In other words, there is no Afro pessimistic strategy for coping with the health care crisis that ails the country, or rebuilding a hollowed-out, speculative economy that produces nothing of material value, or demolishing a dysfunctional, regressive tax system.

“The mass movement is the key to everything,” the intellectual CLR James once said, “thus it has always been and thus it shall always be.”

“The mass movement is the key to everything,” the intellectual CLR James once said, “thus it has always been and thus it shall always be.”

That said, it would be unwise for Africans in the Americas to dismiss the inevitable defection of allies from broad-based political and social movements. For myriad reasons I’ve never cottoned to the idea of reparations in the form of a cash payment, but maybe we can spark the fire this time with an eye on creating a network of African villages–Beloved Communities, utopian Bantustans, urban quilombos, however you want to think of it– within the American metropolis, a cityscape of transformative institutions–schools, media, workers’ collectives, credit unions, cooperatives, law-enforcement agencies and so on–that are deeded to the people and mandated to remain so for time immemorial.

Five hundred years after the African first stepped foot in the Americas, we are no better than guest workers, or sojourners, in the country of our birth. We need to carve out space solely for ourselves–maybe through tax-increment financing or empowerment zones– but we need help to do it. We’ve toiled in these fields for far too long without recompense.

And perhaps this is the best use of Afro pessimism in building a resistance movement. It can be a conversation starter, the tallying of a historical balance sheet in which Americans debts are so far in arrears, that blacks can no longer be made whole in a strictly material sense.

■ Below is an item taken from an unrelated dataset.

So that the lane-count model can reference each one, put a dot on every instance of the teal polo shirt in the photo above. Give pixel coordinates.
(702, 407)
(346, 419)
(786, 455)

A spiritual reckoning is due.

Midway through Pryor’s stemwinder at the Hollywood Bowl, he digressed from any pretense of comedy for a moment, and made clear the true intent of his appearance that night. With a pained expression on his face, he momentarily transformed the auditorium into a church, the stage into a pulpit, and, as though pleading the blood, he testified.

“I wanted to test you,’ he said, his face disfigured in some amalgam of sorrow and rage,  “to your motherfuckin’ soul.”